Tyler McCormick receives NIH New Investigator Award
CSSS core faculty member and Associate Professor of Statistics and Sociology Tyler McCormick has been awarded a National Institutes of Health (NIH) Director’s New Innovator Award. The five-year award supports Tyler's project titled, Big Data, Big Models, and Big Bias?: A decision making framework for vital rate estimates based on extrapolation.
Via NIH:
"Tyler's work develops statistical models for inference and prediction in scientific settings where data are sparsely observed or measured with error. His recent projects include estimating features of social networks (e.g. the degree of clustering or how central an individual is) using data from standard surveys, inferring a likely cause of death (when deaths happen outside of hospitals) using reports from surviving caretakers, and quantifying & communicating uncertainty in predictive models for global health policymakers.

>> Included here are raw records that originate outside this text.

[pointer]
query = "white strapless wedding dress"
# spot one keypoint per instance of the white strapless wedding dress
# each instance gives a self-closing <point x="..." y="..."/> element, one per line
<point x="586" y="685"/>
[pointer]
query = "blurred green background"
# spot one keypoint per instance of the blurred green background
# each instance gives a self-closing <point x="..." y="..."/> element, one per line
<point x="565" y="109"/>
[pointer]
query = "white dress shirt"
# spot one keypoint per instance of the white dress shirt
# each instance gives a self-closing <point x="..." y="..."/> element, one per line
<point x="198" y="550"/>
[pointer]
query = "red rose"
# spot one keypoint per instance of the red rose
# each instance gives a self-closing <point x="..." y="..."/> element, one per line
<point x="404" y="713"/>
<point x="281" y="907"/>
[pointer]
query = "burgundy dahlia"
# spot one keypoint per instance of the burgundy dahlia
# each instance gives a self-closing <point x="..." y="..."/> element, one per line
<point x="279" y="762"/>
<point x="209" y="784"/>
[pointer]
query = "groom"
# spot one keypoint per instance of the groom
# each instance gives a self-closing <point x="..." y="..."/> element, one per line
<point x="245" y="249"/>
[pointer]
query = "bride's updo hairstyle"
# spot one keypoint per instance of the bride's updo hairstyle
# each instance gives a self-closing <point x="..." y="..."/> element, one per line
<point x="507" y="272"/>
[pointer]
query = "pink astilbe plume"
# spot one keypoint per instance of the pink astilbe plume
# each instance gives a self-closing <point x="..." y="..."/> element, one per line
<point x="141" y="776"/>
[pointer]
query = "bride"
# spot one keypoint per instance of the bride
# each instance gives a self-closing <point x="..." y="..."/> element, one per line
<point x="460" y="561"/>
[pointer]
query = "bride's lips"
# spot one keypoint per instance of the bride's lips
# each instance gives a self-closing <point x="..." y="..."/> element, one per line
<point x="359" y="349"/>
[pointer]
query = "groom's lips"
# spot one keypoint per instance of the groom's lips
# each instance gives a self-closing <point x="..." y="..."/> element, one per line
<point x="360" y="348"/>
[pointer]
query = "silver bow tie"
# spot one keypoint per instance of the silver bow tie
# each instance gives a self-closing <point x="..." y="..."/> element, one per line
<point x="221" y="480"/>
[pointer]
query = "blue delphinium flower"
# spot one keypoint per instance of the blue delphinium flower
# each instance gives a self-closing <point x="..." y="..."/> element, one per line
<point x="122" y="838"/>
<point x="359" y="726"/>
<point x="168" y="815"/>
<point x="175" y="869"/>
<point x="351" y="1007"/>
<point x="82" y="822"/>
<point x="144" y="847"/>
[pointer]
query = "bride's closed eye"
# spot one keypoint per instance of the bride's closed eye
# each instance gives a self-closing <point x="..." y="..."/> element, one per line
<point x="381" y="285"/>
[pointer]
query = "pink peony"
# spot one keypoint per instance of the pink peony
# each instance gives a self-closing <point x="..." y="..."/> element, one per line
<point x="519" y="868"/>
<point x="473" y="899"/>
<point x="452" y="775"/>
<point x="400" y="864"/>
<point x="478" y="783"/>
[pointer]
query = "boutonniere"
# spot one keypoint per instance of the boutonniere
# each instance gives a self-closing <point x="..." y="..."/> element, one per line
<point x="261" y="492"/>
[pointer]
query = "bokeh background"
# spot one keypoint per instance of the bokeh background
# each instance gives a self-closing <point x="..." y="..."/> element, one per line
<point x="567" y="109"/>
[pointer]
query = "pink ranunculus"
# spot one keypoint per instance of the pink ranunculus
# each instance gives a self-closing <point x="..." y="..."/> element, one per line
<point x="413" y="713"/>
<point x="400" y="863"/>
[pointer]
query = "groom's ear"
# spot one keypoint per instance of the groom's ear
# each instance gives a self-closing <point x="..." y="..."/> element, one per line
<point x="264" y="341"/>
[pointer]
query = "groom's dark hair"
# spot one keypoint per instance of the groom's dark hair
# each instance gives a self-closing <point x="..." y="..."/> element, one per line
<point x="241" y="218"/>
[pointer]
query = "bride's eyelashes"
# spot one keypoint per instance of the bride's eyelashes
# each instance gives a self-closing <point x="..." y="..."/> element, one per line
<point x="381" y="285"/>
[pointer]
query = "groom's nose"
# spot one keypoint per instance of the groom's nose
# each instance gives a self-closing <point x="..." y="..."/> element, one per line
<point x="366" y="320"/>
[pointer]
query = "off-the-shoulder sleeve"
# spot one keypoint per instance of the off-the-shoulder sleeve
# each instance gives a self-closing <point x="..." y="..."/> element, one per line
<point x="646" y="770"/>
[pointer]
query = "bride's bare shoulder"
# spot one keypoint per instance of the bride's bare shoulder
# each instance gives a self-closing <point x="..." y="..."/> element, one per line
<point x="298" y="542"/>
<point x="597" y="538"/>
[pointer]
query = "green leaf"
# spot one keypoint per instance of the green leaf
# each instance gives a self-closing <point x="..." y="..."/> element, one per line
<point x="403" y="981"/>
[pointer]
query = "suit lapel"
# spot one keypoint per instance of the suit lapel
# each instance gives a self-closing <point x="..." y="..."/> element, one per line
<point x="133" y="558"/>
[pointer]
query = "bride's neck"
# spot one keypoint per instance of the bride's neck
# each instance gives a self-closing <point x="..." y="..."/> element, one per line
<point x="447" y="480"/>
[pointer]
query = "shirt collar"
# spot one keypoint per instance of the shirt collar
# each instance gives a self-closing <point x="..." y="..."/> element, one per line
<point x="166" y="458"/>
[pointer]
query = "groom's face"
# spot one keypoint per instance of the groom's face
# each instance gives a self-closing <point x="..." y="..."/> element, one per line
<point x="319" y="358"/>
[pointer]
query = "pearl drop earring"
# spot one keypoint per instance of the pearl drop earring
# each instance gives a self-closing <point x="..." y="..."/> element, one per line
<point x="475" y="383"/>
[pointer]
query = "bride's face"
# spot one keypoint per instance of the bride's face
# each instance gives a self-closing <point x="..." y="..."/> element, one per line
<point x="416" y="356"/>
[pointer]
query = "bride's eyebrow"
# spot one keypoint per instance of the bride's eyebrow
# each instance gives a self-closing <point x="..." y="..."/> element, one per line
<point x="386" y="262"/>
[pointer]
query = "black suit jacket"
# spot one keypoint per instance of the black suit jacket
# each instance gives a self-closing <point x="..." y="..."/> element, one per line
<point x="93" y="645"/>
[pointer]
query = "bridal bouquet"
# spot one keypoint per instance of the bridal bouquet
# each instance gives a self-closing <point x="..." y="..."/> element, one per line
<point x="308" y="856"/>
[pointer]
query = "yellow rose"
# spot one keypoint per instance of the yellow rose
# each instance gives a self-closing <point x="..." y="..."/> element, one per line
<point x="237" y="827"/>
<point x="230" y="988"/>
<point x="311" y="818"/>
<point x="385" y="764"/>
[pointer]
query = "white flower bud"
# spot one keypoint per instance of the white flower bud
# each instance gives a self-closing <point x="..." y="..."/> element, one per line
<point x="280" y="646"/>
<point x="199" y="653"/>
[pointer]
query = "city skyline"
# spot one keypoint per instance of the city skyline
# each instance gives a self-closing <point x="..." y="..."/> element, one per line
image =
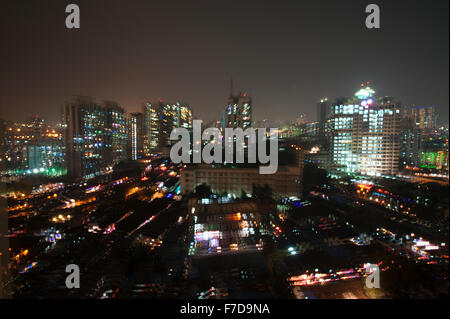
<point x="287" y="60"/>
<point x="238" y="150"/>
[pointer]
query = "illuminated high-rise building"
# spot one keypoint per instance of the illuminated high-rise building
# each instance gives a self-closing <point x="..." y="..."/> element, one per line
<point x="116" y="133"/>
<point x="238" y="112"/>
<point x="364" y="135"/>
<point x="137" y="135"/>
<point x="424" y="117"/>
<point x="95" y="136"/>
<point x="159" y="121"/>
<point x="33" y="147"/>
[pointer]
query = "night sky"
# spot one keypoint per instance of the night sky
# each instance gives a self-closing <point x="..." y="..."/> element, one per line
<point x="286" y="54"/>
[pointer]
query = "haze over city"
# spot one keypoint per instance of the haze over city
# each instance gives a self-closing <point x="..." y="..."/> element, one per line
<point x="287" y="55"/>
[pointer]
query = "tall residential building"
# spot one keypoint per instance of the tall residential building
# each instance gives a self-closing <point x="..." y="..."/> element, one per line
<point x="425" y="117"/>
<point x="364" y="135"/>
<point x="33" y="147"/>
<point x="322" y="115"/>
<point x="238" y="112"/>
<point x="116" y="132"/>
<point x="159" y="121"/>
<point x="137" y="135"/>
<point x="95" y="136"/>
<point x="409" y="142"/>
<point x="151" y="113"/>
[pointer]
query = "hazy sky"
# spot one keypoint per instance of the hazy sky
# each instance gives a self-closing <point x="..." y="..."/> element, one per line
<point x="285" y="54"/>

He holds a Ph.D. in Statistics (with distinction) from Columbia University and, along with the Director's New Innovator Award, is the recipient of an NIH Career Development (K01) Award, Army Research Office Young Investigator Program Award, and a Google Faculty Research Award. Currently, he is an Associate Professor of Statistics and Sociology at the University of Washington, where he is also a core faculty member in the Center for Statistics and the Social Sciences and a Senior Data Science Fellow in the eScience Institute. Tyler serves as the Editor for the Journal of Computational and Graphical Statistics (JCGS)."